Press the submit button. The result section appears above the form, directly below the header. Export the final table as CSV or PDF when needed.
Traffic Flow Analysis for Better Roadway Decisions
Why this analysis matters
Traffic flow analysis helps engineers understand how roads perform under real demand. It links speed, density, capacity, and delay. These values explain whether a corridor runs smoothly or moves toward breakdown. A strong review supports safer design, signal timing, lane planning, and congestion management.
Core traffic variables
Flow shows how many vehicles pass a point during a period. Speed shows how fast vehicles move. Density shows how closely they travel together. These three variables shape the fundamental traffic relationship. When density rises too far, speed falls. When speed falls sharply, stable flow can disappear.

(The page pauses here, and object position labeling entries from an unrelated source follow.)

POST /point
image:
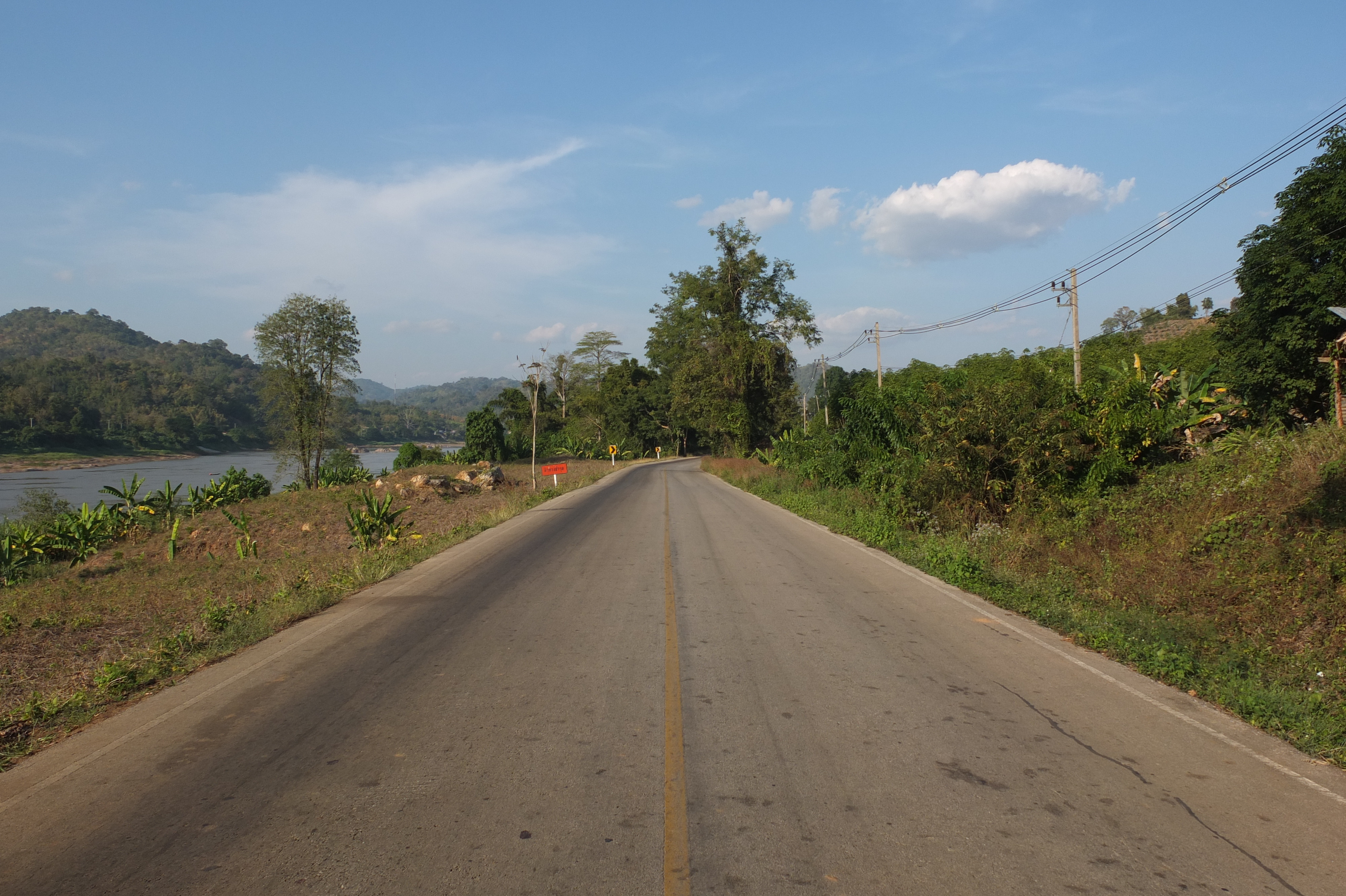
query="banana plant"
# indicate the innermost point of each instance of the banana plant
(376, 524)
(127, 494)
(247, 544)
(173, 540)
(83, 532)
(165, 501)
(20, 550)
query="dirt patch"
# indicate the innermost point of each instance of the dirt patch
(130, 605)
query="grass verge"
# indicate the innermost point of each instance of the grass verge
(1250, 621)
(79, 644)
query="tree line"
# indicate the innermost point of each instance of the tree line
(998, 433)
(85, 381)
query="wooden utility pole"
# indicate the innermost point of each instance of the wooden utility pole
(1073, 302)
(826, 422)
(878, 354)
(1335, 357)
(536, 376)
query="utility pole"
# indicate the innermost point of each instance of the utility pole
(1073, 302)
(878, 354)
(826, 422)
(1335, 357)
(536, 377)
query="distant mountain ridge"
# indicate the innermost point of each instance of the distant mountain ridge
(85, 380)
(40, 333)
(454, 399)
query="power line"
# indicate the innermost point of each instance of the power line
(1137, 241)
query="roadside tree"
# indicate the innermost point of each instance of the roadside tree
(308, 350)
(723, 338)
(1291, 272)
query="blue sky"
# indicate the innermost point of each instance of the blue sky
(483, 181)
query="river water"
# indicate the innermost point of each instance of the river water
(80, 486)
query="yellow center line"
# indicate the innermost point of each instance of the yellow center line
(678, 871)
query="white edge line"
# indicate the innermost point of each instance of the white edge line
(948, 591)
(154, 723)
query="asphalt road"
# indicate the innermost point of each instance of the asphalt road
(518, 716)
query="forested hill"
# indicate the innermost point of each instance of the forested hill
(73, 380)
(85, 381)
(36, 333)
(453, 399)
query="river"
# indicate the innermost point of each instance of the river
(80, 486)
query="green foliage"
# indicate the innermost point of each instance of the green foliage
(309, 350)
(1220, 575)
(87, 381)
(246, 546)
(375, 524)
(485, 439)
(234, 488)
(40, 507)
(1291, 272)
(80, 535)
(994, 433)
(341, 468)
(722, 341)
(413, 455)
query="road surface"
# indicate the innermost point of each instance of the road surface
(518, 716)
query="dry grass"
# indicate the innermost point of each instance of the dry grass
(131, 607)
(1224, 575)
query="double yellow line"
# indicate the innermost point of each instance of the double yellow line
(678, 871)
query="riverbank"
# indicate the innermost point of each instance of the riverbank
(79, 644)
(1224, 576)
(41, 461)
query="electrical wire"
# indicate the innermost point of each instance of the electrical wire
(1137, 241)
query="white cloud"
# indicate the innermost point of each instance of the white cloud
(758, 212)
(824, 209)
(1118, 196)
(862, 318)
(970, 212)
(454, 237)
(438, 325)
(544, 334)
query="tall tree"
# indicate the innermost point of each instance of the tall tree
(596, 353)
(723, 338)
(562, 372)
(1291, 272)
(308, 352)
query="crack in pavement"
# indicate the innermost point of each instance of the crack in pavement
(1178, 800)
(1067, 734)
(1258, 862)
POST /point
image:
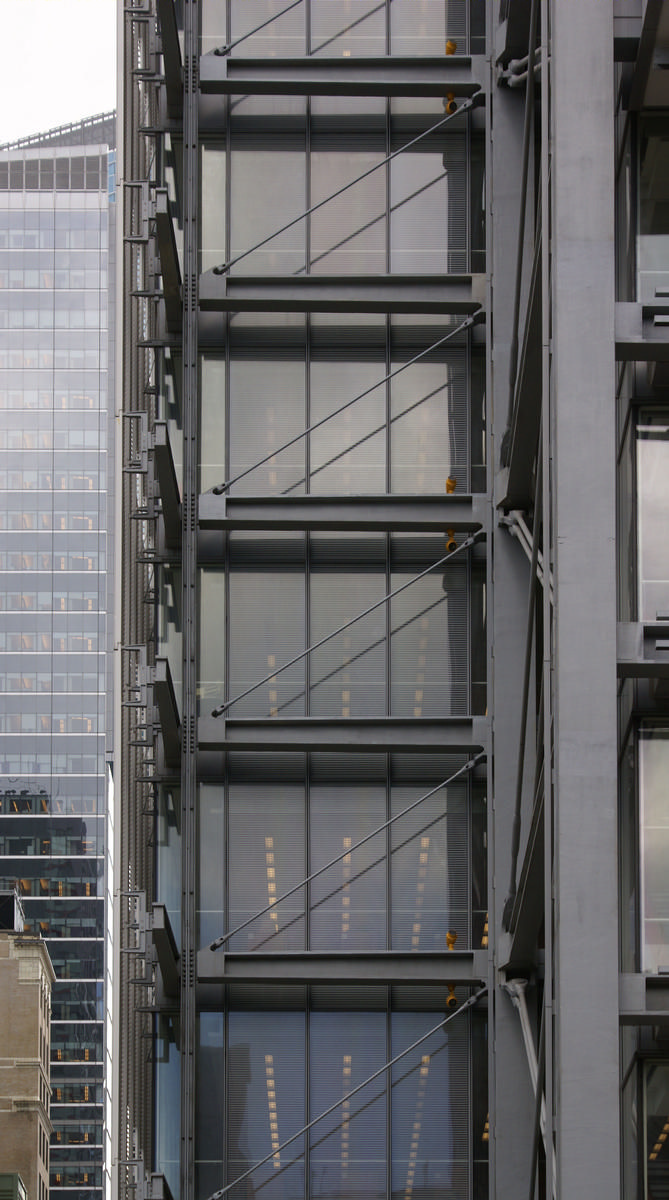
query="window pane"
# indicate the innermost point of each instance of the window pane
(267, 191)
(266, 858)
(348, 1156)
(654, 765)
(348, 454)
(348, 904)
(354, 28)
(431, 1109)
(265, 1103)
(429, 864)
(266, 411)
(652, 477)
(429, 645)
(267, 623)
(348, 233)
(348, 673)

Why lane and vehicle mix matter
Lane count changes service quality quickly. More lanes can spread demand and reduce headway pressure. Lane width also matters. Narrow lanes usually lower operating efficiency. Heavy vehicles influence performance too. Trucks and buses occupy more road space and need more time to accelerate. That effect raises equivalent demand.
Using design hour demand
Observed counts describe current conditions. Design values describe future checks. AADT, K-factor, and D-factor help estimate peak directional demand. This is useful for corridor planning, intersection upgrades, and widening studies. It allows engineers to compare today’s flow with future operating needs.

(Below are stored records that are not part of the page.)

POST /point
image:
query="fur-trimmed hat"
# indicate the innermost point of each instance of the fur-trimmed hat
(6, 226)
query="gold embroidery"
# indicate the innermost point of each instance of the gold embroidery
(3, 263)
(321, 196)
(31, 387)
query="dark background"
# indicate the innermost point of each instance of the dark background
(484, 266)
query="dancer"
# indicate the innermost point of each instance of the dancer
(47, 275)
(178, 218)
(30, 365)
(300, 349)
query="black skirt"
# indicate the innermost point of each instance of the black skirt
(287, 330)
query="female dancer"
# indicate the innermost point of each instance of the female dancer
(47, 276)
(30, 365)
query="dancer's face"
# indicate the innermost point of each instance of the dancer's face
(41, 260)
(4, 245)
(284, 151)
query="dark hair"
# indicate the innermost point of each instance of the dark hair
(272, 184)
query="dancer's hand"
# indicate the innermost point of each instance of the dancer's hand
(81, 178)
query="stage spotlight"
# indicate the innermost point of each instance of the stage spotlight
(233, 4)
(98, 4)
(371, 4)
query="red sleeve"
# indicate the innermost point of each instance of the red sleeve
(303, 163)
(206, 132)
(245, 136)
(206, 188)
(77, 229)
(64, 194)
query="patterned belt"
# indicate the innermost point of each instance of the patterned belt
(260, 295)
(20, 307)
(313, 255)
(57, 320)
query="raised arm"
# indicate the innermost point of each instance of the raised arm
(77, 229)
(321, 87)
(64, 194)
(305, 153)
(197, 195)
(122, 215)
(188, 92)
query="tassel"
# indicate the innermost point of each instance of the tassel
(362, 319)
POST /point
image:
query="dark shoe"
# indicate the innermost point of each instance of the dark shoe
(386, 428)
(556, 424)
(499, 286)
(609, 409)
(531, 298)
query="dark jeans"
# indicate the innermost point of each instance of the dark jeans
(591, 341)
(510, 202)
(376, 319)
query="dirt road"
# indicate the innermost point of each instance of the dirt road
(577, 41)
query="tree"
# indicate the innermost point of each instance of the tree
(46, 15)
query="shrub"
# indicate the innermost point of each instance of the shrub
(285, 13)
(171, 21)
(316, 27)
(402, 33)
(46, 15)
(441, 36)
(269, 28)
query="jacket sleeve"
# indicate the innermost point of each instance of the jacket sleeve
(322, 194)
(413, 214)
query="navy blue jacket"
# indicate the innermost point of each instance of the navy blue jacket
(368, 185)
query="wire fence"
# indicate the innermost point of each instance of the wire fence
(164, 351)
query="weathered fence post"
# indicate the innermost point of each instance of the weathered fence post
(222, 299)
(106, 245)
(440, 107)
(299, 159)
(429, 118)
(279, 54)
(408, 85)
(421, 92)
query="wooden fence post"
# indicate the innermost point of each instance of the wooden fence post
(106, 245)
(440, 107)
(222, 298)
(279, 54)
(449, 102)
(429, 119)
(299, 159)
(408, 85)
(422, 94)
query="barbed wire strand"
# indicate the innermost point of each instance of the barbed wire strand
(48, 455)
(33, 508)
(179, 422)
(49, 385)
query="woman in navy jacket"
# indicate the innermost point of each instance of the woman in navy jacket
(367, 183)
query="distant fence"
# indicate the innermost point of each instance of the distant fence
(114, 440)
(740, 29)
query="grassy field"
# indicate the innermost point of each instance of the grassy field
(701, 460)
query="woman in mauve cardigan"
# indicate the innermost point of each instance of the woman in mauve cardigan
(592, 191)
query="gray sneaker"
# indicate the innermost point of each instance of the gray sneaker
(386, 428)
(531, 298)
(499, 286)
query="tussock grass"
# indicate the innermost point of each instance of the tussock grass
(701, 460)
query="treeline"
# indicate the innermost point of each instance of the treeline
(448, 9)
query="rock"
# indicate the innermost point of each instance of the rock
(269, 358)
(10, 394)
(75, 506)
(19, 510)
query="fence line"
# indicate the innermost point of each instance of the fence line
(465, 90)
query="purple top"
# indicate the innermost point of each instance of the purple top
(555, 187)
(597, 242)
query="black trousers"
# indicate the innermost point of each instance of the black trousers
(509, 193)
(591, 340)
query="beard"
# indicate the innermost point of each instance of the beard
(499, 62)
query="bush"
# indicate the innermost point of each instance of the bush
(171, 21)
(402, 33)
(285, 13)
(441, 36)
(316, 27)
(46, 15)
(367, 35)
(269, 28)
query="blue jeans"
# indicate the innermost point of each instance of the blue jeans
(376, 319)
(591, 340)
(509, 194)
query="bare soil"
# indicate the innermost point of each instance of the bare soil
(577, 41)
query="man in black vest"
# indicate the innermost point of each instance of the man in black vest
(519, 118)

Signal and capacity review
At signalized locations, green time and cycle length shape capacity. A shorter green split reduces discharge opportunity. That can increase volume to capacity ratio and control delay. Delay is important because users feel it directly. It also supports level of service review at intersections.
Applying the results
This calculator combines count data, speed data, heavy vehicle share, signal settings, and design factors in one place. Use it for quick screening, concept design, classroom work, and engineering checks. The best practice is to compare multiple scenarios, test peak conditions, and document assumptions clearly before final design decisions.
FAQs
1. What does traffic flow analysis measure?
It measures how vehicles move on a road or through an intersection. Common outputs include flow rate, speed, density, capacity, delay, headway, spacing, and level of service.
2. Why is peak hour factor important?
Peak hour factor shows how evenly traffic is spread within the peak hour. A lower value means traffic is concentrated in a shorter burst, which usually increases operational stress.
3. What is the difference between flow and capacity?
Flow is the actual or observed traffic demand. Capacity is the maximum rate that can reasonably pass under prevailing roadway, control, and traffic conditions.
4. Why do heavy vehicles affect the result?
Heavy vehicles take more road space and usually accelerate slower. They reduce efficiency, so engineers often convert them into passenger car equivalents for better comparison.
5. When should I use AADT, K-factor, and D-factor?
Use them when you want a design hour estimate from daily traffic. They are helpful for future planning, preliminary geometric design, and corridor expansion checks.
6. What does v/c ratio tell me?
The volume to capacity ratio shows how close demand is to the available capacity. Higher values indicate a busier facility and a greater risk of unstable flow.
7. Can this calculator be used for signalized intersections?
Yes. Enter green time, cycle time, and saturation flow. The calculator will estimate signal capacity and an approximate control delay for the analyzed movement.
8. Is the result suitable for final design alone?
No. It is useful for screening and early checks. Final design should also use field observations, local standards, detailed turning data, and full engineering judgment.